Continuiamo a lavorare con i nostri amici nella comunità internazionale. Molti di loro si sono offerti di venire in nostro supporto. Da ieri ad oggi abbiamo gli Stati Uniti, il Venezuela, la Colombia, il Messico e sicuramente la Repubblica Dominicana che in modo concreto hanno già contribuito con il loro sostegno per aiutare in questa catastrofe che abbiamo appena vissuto.
Gli ospedali della città di Les Cayes, però, sono stati saturati immediatamente dai numerosi feriti. “La situazione dei servizi igienico-sanitari è piuttosto critica… speriamo di non avere un’epidemia di colera”, ha avvertito Nadesha Mijoba della Haitian Health Foundation alla BBC News. Nonostante le condizioni piovose, infatti, molte persone hanno dormito all’aperto per il timore che le scosse di assestamento potessero causare il crollo di altri edifici. I medici stanno lottando per curare le oltre 12.200 persone che sono rimaste ferite, ma centinaia sono ancora dispersi, e presumibilmente intrappolati sotto le macerie.
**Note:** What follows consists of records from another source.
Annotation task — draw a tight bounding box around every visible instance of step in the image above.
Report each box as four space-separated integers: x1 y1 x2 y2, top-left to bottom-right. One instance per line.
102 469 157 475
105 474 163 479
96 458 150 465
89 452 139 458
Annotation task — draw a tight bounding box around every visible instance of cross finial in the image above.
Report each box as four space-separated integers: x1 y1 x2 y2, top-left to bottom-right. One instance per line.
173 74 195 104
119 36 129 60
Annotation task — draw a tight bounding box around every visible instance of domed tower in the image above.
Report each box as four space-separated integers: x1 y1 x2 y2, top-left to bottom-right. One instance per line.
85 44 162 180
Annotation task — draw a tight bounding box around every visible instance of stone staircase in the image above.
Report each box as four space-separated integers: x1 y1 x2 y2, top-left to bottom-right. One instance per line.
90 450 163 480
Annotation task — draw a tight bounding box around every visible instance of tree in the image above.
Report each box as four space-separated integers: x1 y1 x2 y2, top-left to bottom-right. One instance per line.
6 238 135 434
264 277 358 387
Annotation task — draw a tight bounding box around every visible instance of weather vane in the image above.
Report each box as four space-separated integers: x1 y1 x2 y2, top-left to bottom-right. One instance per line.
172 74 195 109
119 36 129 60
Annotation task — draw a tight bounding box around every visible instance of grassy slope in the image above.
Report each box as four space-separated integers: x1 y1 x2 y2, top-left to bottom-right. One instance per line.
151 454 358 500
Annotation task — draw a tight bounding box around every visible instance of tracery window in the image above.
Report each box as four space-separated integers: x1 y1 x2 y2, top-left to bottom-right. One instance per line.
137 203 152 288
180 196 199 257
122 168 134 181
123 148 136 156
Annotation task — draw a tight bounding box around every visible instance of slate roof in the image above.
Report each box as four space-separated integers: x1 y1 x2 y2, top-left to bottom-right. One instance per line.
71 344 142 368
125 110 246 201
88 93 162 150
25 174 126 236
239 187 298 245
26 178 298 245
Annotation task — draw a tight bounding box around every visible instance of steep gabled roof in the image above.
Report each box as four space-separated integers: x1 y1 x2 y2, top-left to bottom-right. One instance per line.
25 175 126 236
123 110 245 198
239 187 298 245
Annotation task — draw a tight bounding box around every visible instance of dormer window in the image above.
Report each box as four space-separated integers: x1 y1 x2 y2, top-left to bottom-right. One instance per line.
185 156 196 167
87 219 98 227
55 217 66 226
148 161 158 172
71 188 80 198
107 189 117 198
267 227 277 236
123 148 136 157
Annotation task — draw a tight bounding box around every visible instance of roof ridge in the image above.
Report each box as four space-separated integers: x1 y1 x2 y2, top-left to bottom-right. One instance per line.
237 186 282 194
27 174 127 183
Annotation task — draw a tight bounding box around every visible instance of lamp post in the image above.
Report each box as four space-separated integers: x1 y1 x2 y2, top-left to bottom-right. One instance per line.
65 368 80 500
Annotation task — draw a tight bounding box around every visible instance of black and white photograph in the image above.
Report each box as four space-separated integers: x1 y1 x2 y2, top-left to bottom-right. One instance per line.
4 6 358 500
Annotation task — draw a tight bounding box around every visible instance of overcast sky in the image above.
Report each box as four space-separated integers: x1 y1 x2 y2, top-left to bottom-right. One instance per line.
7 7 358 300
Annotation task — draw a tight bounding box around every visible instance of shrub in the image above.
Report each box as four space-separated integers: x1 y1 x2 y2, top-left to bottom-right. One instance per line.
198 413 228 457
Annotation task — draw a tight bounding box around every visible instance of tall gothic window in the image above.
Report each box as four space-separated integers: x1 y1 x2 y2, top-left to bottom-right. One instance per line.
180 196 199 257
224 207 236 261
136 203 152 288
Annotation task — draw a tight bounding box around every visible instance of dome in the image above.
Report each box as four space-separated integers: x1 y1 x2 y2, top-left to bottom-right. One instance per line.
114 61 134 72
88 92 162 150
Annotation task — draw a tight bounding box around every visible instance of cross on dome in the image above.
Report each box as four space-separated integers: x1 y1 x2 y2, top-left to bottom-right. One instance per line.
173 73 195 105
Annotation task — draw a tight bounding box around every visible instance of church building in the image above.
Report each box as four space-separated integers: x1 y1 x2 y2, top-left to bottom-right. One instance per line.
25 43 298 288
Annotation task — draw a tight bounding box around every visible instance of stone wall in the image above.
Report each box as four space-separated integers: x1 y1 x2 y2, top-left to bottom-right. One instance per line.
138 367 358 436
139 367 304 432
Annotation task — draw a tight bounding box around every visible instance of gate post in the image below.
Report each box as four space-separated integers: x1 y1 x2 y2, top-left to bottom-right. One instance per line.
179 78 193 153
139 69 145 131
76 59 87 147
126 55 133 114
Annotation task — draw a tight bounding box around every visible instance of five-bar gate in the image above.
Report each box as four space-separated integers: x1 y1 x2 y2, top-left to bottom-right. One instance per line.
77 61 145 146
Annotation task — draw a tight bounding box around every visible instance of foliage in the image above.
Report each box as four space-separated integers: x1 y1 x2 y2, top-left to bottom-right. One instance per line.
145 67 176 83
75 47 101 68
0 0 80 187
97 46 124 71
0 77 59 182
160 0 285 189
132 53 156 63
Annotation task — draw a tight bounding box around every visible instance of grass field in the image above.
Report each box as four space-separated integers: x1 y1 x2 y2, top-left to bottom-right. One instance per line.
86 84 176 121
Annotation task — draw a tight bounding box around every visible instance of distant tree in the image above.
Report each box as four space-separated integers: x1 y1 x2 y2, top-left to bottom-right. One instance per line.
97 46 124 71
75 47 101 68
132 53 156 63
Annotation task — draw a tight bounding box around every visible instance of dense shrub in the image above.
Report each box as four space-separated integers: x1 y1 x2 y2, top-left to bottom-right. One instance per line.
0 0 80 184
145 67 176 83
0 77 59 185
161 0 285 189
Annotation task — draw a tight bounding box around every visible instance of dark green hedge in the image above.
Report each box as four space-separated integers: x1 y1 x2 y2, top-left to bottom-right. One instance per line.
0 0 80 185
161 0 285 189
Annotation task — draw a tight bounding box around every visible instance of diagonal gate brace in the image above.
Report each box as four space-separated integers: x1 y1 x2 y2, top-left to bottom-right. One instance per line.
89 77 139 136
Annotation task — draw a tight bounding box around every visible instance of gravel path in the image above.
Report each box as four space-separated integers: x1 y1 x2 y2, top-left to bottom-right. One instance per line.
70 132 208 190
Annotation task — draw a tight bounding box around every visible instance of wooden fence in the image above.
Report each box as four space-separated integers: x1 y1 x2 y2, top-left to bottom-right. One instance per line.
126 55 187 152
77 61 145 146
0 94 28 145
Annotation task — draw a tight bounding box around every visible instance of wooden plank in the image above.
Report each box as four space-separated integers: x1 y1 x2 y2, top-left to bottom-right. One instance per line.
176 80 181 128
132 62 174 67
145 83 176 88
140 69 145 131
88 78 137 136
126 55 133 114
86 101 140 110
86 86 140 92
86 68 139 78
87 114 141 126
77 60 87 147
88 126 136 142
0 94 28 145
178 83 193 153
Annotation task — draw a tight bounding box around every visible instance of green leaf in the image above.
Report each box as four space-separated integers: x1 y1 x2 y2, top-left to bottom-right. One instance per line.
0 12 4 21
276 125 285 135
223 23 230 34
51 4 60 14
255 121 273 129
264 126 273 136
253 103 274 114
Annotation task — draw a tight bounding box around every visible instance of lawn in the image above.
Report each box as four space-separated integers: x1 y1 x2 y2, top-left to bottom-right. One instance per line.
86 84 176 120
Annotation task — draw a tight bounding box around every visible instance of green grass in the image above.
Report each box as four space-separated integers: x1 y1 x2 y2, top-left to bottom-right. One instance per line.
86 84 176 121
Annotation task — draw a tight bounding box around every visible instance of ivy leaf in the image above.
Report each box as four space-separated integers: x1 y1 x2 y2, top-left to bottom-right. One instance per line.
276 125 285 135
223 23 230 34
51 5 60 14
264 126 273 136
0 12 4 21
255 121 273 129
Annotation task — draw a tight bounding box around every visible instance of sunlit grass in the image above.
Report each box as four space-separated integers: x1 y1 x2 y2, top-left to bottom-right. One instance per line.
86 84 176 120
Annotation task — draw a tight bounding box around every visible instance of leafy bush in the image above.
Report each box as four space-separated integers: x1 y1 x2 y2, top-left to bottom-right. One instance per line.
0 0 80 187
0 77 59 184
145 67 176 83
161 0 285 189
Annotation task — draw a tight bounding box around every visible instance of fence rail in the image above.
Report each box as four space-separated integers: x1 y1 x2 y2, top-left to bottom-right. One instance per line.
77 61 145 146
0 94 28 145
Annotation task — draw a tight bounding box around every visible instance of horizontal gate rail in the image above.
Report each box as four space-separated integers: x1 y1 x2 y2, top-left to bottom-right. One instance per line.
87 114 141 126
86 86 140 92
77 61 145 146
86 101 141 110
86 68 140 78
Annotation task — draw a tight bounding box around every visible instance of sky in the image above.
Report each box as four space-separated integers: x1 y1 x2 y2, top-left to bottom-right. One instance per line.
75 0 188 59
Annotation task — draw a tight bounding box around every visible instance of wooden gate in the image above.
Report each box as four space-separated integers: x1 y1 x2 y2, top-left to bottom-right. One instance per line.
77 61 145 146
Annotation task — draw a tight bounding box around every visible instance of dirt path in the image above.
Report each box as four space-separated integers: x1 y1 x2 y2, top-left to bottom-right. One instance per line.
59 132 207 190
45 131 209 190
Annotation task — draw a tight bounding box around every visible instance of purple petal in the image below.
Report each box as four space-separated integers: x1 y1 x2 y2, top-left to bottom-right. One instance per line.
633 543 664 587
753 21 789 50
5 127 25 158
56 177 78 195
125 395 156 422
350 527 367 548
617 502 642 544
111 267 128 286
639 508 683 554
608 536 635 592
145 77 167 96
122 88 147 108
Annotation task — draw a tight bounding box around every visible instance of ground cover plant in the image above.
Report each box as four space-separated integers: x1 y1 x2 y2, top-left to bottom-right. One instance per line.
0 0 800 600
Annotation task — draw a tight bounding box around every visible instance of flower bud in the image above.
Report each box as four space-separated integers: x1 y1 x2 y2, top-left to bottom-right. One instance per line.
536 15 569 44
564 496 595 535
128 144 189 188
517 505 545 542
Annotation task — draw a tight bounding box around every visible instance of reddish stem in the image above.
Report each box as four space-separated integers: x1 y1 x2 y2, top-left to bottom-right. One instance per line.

Chi è tagliato fuori dai soccorsi
Il villaggio di Marceline, a 30 minuti di auto a nord di Les Cayes, prima del terremoto vantava due chiese, un centro medico, una scuola e un centro comunitario vudù. Il terremoto ha lasciato soltanto i resti delle chiese e frane lungo tutta la strada. Nel centro della comunità vudù, prima della tragedia, le persone si stavano preparando per un ballo nella cappella e stavano aspettando che la sacerdotessa iniziasse i lavori. Quando l’edificio è crollato su se stesso, più di 25 persone sono rimaste sotto le macerie.
In questo villaggio gli aiuti però non sono arrivati, nessuna medicina, nessuna squadra di ricerca e soccorso, niente cibo e acqua. “Ci sono state molte colate di fango in montagna che hanno ferito e ucciso molte persone. Alcuni sono scomparsi e non abbiamo i mezzi per trovarli”, ha detto all’agenzia di stampa Agence-France Presse un residente della zona di Maniche.
L’agenzia statunitense per gli aiuti USAID ha affermato anche che molte strade sono rimaste impraticabili. Il terremoto, infatti, ha reso ancora più drammatico l’impatto della criminalità in una Haiti già in subbuglio politico, soprattutto in seguito all’uccisione dell’ex presidente. Le agenzie umanitarie e i soccorritori devono fare i conti con bande armate che hanno attaccato i convogli in viaggio verso le zone più colpite. I banditi hanno colpito anche l’ospedale di Medici Senza Frontiere, l’unico funzionale e gratuito, ma che nonostante i duri attacchi continua a fornire assistenza e intervento.